Wednesday 18 December 2013

Christmas with George Scott Ingles

                                                                                

Here is an artist who is usually passed over when it comes to his colour woodcuts, mainly because he appeared to make very few of them. He came from Roxburgh in Scotland but spent his working life as a teacher, largely at Leicester School of Art where he eventually became principal. He was an early graduate of the newly formed Royal College in London in 1900.

It was at Leicester that he must have got to know John Platt who was principal himself between 1923 and 1930. The church tower has some of the Platt traits, including a sophisticated use of colour and overlapping planes. It is in fact remarkably modern looking for 1927 and shows just how early the 1930s really began. On the face of it, it also has all the tell-tale signs of the arts and crafts with its depiction of the kind of a sturdy church beloved of so many unbelieving artists. Looking at it, I did think it was a modern arts and crafts church, but I was wrong. The church of St Leonard at Bulford in Wiltshire is one of the oldest in the country (and one of the few to be owned by the Ministry of Defence).
                                                                                  

I assume it also has a personal connection with Ingles, because a Canadian cleric called George Leycester Ingles was buried there during the first war after dying of disease, so the print acts as a momento to him, something so far rare in the jazzed-up world of colour woodcut. It perhaps also helps explain the peculiar dignity and restraint of the image. You will notice that Ingles nevertheless altered the proportions of the tower, which did have a cock on top of it at some point after the photograph was taken. By the time Ingles came to make his print, the cock had disappeared, leaving only the metal support behind.

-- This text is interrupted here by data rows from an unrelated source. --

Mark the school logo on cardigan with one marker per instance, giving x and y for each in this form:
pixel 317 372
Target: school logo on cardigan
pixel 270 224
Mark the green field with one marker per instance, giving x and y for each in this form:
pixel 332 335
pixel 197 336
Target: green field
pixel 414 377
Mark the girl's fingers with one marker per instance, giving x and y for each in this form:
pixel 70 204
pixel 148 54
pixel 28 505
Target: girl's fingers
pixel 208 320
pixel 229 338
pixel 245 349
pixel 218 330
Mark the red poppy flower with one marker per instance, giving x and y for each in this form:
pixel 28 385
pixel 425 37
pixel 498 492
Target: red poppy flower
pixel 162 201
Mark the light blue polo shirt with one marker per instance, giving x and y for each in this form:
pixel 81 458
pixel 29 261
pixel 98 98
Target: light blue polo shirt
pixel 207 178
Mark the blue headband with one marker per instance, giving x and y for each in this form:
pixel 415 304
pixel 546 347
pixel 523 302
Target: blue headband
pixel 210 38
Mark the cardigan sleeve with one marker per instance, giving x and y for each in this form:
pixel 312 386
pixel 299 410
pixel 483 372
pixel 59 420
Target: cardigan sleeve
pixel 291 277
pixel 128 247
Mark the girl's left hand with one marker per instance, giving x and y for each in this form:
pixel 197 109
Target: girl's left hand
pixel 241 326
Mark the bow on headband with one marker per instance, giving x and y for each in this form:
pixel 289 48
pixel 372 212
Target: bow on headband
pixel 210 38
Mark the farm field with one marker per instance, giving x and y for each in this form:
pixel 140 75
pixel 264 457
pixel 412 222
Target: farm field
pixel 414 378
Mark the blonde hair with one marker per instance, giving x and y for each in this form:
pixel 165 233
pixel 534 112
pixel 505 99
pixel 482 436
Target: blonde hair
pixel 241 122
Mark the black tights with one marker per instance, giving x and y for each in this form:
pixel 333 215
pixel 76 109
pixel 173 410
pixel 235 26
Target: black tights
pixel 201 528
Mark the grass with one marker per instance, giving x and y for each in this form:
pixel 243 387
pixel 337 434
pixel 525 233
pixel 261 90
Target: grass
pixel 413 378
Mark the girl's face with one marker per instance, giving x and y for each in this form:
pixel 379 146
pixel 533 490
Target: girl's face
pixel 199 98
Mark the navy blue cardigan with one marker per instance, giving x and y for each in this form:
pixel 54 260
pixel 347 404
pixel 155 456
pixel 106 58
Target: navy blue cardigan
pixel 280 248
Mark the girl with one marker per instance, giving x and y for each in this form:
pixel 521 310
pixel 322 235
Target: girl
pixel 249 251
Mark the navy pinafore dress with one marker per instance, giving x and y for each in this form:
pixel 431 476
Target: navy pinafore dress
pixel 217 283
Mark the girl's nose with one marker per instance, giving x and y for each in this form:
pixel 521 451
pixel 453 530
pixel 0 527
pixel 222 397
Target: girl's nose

Interesting too the way he decided to make use of the ivy-clad farm elms around the church, which you can see growing all around the village like weeds. Kenneth Broad, a great one for trees, picked up the same kinds of elms growing around his Sussex farmhouse. (The ancient hybrids were closely linked with habitation). Ingles didn't start making colour woodcuts until he was in his early fifties and sad to say I've only comes across three titles, all exhibited between 1927 and 1930, so if anyone out there has more, please let me know. This is the only one I have ever seen

Anyway, this is a long-winded way of wishing all readers of  Modern Printmakers a very Happy Christmas and prosperous New Year. I will be posting until then, but after that it will be the Koutoubia at Marrakech rather than the snowy wastes of central England for me.

2 comments:

  1. Thanks, Clive. It's the postulations I enjoy most.

    ReplyDelete
  2. each one of your blog posts opens up a new world to me - I really enjoy coming here. hope 2014 treats you well.